Ханы облегченно вздохнули.
– Это который на Москву ходил? – спросил шамхал.
– Он самый, – кивнул Граббе.
– И я не раз имел честь его видеть.
– А потом что было? – спросил Ахмед-хан.
– Потом мы взяли Париж, а Наполеон умер в ссылке, посреди океана, на острове Святой Елены. Так-то!
– Шамиля бы тоже туда, – мечтал шамхал.
– Со всеми его революционерами.
– Мюридами, – поправил Ахмед-хан.
– Франция – где, а они – тут. Сначала нас истребить хотят, господин генерал, а потом за вас возьмутся.
– Нет уж, – покровительственно улыбался Граббе.
– Прежде мы сами за них примемся.
– Мудрые слова, – похвалил шамхал.
– Давно пора, – кивал Ахмед-хан.
– В горах ни одного надежного аула не осталось. Каждый на законную власть кинжал точит. А у нас на всех сил не хватает.
– Надобно не столько числом воевать, сколько умением, – изрек Граббе.
– А главное – порядок во всем надобен. У меня не забалуешь.

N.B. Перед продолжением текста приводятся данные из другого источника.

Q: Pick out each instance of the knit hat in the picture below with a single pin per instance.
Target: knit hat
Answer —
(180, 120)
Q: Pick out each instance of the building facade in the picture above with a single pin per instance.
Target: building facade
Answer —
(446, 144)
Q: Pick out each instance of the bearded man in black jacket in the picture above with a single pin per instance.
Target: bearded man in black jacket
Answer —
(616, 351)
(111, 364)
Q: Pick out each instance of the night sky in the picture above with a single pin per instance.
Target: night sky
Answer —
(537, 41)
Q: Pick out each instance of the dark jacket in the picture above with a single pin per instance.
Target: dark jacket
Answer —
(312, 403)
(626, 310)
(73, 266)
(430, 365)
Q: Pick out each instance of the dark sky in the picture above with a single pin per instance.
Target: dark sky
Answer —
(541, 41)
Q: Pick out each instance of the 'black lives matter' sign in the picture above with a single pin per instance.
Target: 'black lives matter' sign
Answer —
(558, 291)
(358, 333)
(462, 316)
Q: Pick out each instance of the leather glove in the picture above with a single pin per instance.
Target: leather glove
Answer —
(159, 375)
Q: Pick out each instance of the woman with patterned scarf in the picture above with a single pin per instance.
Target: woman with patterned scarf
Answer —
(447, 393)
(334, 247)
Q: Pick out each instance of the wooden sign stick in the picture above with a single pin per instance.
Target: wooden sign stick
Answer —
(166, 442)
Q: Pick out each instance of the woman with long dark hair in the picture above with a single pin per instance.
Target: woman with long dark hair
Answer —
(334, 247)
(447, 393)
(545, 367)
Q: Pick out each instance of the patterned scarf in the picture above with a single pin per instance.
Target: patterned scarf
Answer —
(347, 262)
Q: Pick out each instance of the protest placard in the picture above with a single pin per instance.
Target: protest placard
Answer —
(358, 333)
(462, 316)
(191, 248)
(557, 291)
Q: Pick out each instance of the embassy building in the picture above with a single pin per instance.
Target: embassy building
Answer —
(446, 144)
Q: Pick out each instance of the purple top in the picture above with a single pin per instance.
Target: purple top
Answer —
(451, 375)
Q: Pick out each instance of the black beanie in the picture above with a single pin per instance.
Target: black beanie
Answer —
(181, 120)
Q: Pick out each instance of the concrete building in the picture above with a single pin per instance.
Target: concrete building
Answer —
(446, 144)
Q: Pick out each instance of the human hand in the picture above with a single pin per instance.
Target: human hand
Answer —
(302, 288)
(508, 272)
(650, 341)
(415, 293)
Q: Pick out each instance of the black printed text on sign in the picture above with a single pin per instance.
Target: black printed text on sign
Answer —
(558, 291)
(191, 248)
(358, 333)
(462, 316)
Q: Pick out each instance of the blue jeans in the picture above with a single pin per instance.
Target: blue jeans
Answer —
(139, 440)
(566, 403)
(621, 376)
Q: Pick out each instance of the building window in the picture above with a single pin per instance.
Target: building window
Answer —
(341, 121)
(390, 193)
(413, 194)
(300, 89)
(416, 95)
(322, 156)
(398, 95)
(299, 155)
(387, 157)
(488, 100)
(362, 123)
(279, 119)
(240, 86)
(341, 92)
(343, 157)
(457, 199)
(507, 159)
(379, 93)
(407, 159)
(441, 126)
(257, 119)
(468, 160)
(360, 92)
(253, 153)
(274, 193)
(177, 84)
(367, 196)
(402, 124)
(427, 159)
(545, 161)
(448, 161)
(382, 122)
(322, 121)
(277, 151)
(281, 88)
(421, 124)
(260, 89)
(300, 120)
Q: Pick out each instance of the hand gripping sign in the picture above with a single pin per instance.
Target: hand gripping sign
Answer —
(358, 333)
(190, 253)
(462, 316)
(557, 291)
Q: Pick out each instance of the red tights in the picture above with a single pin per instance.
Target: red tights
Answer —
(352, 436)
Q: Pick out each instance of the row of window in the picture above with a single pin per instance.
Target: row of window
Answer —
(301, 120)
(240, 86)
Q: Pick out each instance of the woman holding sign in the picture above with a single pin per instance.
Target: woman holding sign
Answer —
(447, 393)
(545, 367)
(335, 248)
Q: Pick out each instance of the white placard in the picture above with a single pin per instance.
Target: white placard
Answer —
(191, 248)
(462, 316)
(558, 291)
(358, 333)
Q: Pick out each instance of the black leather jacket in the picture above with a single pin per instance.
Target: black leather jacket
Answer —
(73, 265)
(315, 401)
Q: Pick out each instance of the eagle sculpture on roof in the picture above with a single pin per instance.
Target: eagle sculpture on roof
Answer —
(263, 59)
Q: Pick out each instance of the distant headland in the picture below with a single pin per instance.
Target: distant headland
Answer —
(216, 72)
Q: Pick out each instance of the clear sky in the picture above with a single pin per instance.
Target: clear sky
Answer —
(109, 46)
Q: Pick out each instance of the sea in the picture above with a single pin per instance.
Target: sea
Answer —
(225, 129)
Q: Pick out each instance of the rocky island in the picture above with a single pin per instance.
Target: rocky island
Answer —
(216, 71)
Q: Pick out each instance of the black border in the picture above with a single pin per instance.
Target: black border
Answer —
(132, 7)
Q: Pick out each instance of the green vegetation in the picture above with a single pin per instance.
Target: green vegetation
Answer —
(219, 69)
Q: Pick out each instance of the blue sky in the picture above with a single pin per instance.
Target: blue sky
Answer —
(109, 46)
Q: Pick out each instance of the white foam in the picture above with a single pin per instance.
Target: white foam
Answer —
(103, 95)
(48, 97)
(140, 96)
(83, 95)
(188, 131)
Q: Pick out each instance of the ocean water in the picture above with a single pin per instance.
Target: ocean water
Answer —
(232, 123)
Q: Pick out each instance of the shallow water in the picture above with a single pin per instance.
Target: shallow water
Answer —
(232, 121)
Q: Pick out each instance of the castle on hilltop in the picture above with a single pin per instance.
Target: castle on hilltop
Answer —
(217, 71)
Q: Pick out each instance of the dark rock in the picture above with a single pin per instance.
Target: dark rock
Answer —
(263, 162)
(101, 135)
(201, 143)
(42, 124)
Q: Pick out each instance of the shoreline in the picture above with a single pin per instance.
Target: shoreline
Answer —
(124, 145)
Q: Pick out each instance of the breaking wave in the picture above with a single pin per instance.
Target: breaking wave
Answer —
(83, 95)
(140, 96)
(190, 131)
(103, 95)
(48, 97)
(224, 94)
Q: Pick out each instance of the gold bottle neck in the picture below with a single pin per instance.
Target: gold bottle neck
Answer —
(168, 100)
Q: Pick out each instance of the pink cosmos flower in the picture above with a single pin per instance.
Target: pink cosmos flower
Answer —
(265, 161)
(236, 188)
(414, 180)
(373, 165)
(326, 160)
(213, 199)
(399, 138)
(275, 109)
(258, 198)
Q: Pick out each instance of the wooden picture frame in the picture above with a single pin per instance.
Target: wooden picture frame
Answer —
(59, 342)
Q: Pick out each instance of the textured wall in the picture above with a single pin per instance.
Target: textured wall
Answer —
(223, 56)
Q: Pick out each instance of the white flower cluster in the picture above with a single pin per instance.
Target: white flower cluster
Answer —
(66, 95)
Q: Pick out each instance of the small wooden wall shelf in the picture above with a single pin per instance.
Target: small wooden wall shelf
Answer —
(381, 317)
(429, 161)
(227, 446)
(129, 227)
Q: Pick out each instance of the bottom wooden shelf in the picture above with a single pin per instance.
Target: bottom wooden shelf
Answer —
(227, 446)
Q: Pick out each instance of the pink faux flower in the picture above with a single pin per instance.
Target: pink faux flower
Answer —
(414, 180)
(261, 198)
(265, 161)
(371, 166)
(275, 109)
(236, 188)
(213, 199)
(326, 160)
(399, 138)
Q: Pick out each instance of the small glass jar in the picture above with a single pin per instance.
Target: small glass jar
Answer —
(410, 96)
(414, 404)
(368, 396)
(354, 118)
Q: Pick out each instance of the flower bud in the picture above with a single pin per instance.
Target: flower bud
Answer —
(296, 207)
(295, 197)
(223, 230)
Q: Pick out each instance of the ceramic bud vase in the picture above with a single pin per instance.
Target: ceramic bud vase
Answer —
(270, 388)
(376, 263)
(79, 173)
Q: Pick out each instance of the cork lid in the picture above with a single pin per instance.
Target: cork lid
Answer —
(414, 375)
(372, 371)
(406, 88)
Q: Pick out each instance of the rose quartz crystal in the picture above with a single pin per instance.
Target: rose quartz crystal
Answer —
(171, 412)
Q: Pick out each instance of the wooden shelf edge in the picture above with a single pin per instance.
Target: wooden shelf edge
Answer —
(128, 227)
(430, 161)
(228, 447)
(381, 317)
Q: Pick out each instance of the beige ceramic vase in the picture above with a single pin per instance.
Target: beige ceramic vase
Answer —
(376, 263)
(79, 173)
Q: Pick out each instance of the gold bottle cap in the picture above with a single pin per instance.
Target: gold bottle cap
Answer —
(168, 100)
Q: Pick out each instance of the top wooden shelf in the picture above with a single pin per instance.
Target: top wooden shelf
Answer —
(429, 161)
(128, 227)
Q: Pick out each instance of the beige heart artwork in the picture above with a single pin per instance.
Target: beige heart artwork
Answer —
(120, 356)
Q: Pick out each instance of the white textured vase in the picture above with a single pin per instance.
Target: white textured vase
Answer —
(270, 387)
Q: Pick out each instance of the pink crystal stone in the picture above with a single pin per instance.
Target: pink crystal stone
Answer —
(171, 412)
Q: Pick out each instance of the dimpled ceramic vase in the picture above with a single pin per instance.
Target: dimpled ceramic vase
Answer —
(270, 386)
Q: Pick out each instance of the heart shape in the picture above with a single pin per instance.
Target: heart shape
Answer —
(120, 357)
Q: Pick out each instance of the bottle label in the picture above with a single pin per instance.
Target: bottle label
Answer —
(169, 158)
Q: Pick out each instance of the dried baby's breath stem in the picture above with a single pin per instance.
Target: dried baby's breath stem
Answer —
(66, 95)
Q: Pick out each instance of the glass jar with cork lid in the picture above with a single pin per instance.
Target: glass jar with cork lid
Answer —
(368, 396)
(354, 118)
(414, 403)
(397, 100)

– Очень правильно, – закивал Ахмед-хан.
– Когда сила есть, и порядок будет.
Ханы отбыли весьма удовлетворенные, пообещав содействовать Граббе чем только могут. Вопрос теперь стоял о жизни и смерти: или они – или Шамиль. Горы не могли долго терпеть разных правителей. Перед лицом общей опасности владетели решили действовать сообща и забыть бывшие между ними раздоры.
Понимая, как нелегко приходилось в горах Ахмед-хану, уже не имевшему сил, чтобы оградить свои владения от влияния Шамиля, шамхал Тарковский решил сделать благородный жест. Опасаясь, как бы последнего наследника Хунзахских ханов не постигла участь французского короля, шамхал пообещал вернуть во владение пятилетнего Султан-Ахмеда, который приходился ему племянником, аулы Урма, Параул и Дургели. Эти аулы располагались неподалеку и были защищены царскими войсками. В свое время они были отобраны Ермоловым у воевавшего против него Ахмед-хана Аварского и подарены шамхалу Тарковскому – покойному отцу нынешнего шамхала Абу-Муслима.